L’important pour une âme est de se tenir humblement, docilement livrée au bon plaisir de Dieu, voulant tout ce qu’il veut et rien de ce qu'il ne veut pas, inclinée de tout cœur sous sa volonté sainte et prête à l’accomplir dès qu’elle se manifeste. Dans ces dispositions, vous serait-il si pénible, âme pieuse, d’acquiescer aux vues de la Providence sur vous, de vous y abandonner pleinement ? Dieu a plus que vous-même à cœur les intérêts de votre âme, et rien de sa part, vous le savez bien, ne saura jamais les compromettre. Que d’âmes cependant agissent comme s’il en était autrement. Tout leur semble perdu et les déconcerte du moment qu'un événement quelconque vient enrayer leurs plans ou les contraindre de les modifier. On rêve une calme et sereine piété que rien ne trouble, un état spirituel qu‘aucune épreuve ne traverse, une atmosphère à l'abri de tout orage, et l’on ne songe pas que le renoncement à soi-même et l’humble soumission d’esprit n'éclatent jamais tant qu'au sein des contrariétés qui surviennent et des choses qui répugnent à notre volonté Disons donc avec sainte Claire : « Seigneur. votre bon plaisir m'est tout et ma joie sera toujours de l’accomplir en toute chose ! ».


Avis des Saints

 

« C’est à Dieu qu'il appartient de nous diriger et cette pensée rend la résignation et l'obéissance faciles » (Sainte Claire). « Il n’y a plus de fruits et de profit pour l'âme à se renoncer qu’à faire ce qui lui plaît » (Sainte Colette de Corbie). « Prenez la voie la plus sûre, obéissez ! Celui qui fait la Volonté de Dieu va au Ciel, celui qui la néglige n’y entre pas » (Saint Alphonse de Liguori).


Couronne de sainte Claire

Fleur séraphique

La Bienheureuse Marguerite Colonna vierge de son Ordre et fille du comte Odon, seigneur de Palestrina (1284).

 

Sa générosité à renoncer au monde lui mérita, les divines faveurs de l’adorable époux.
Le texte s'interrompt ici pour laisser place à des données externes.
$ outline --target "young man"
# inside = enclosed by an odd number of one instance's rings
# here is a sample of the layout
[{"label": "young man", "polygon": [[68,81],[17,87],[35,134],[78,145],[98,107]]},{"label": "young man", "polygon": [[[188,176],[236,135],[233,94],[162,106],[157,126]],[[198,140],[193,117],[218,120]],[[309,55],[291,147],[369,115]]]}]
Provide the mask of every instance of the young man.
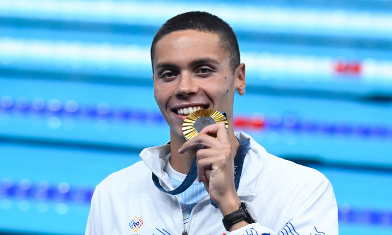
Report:
[{"label": "young man", "polygon": [[[234,132],[245,65],[228,24],[204,12],[176,16],[156,34],[151,56],[170,142],[144,149],[143,161],[97,186],[86,235],[338,234],[335,196],[322,174]],[[184,119],[207,109],[224,112],[228,129],[208,125],[186,141]]]}]

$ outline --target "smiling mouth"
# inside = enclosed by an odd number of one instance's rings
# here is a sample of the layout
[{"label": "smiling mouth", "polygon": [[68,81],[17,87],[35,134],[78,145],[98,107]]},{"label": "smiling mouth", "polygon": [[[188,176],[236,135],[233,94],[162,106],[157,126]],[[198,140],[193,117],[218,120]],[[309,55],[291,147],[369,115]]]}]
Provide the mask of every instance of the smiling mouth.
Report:
[{"label": "smiling mouth", "polygon": [[179,115],[187,116],[194,112],[196,112],[196,111],[200,110],[201,109],[205,109],[205,107],[202,106],[188,107],[187,108],[176,109],[174,110],[174,111]]}]

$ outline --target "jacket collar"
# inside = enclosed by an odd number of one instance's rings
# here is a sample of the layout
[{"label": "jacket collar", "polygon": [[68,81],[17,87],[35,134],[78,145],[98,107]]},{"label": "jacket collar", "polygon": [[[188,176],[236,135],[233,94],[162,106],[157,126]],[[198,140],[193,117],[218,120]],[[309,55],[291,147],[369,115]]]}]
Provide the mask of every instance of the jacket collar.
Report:
[{"label": "jacket collar", "polygon": [[[250,149],[245,157],[237,193],[240,196],[253,197],[256,193],[258,179],[261,175],[264,164],[262,159],[258,156],[260,149],[258,147],[260,145],[251,137],[244,132],[235,132],[235,134],[240,140],[246,140],[250,144]],[[261,148],[264,150],[262,147]],[[167,144],[145,148],[140,155],[150,170],[160,180],[161,185],[167,190],[173,189],[170,178],[163,170],[166,162],[170,159],[170,144]]]}]

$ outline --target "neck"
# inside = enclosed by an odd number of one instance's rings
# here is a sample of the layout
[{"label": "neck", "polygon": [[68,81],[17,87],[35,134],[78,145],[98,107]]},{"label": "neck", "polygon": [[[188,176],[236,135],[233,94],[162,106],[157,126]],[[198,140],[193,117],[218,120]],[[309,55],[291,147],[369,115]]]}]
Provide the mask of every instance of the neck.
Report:
[{"label": "neck", "polygon": [[[229,127],[229,141],[230,143],[231,152],[233,153],[233,158],[235,158],[237,154],[240,143],[237,139],[234,132],[232,128]],[[183,154],[178,153],[178,149],[185,142],[185,139],[183,137],[178,138],[172,132],[171,132],[170,135],[170,164],[173,169],[176,171],[183,174],[188,174],[189,169],[192,165],[195,157],[196,156],[196,152],[198,149],[195,148],[190,149]]]}]

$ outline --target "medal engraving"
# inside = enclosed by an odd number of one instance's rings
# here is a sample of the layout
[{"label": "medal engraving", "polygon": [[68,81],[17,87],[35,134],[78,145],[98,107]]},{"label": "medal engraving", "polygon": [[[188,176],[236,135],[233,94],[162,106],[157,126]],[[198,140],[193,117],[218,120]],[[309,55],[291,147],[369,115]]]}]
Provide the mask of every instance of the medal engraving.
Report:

Un jour, pendant qu‘elle priait, Notre Seigneur déposa sur sa tête une couronne d'épines un autre jour il lui mit au doigt un anneau d’or ses terres le monastère de Palestrina et s’y sanctifia sous la règle de Sainte Claire dans les plus hautes vertus, Durant sept ans, la généreuse vierge endura avec une héroïque patience un affreux ulcère. « Priez Dieu, mes filles, disait-elle a ses compagnes, de ne pas alléger mes souffrances, mais bien plutôt de couper, de tailler, de brûler ici-bas afin que je ne sois pas confondue dans l’éternité ».


Pratique : être soumis à Dieu en tout avec l’intention pure et sincère de le glorifier par ce moyen.


Prière


O Sainte Mère, « que je suis loin encore de cet esprit de foi, de grâce et de sainteté qui agit non par humeur, caprice ou instinct, ni par imagination, préjugé de sentiment, mais par des principes surnaturels et par l’unique motif de contenter Dieu et de le glorifier. Au nom de la charité qui vous animait, obtenez-moi ces dispositions qui donnent tant de prix à nos œuvres et tant d’assurance pour le salut ». Ainsi soit-il.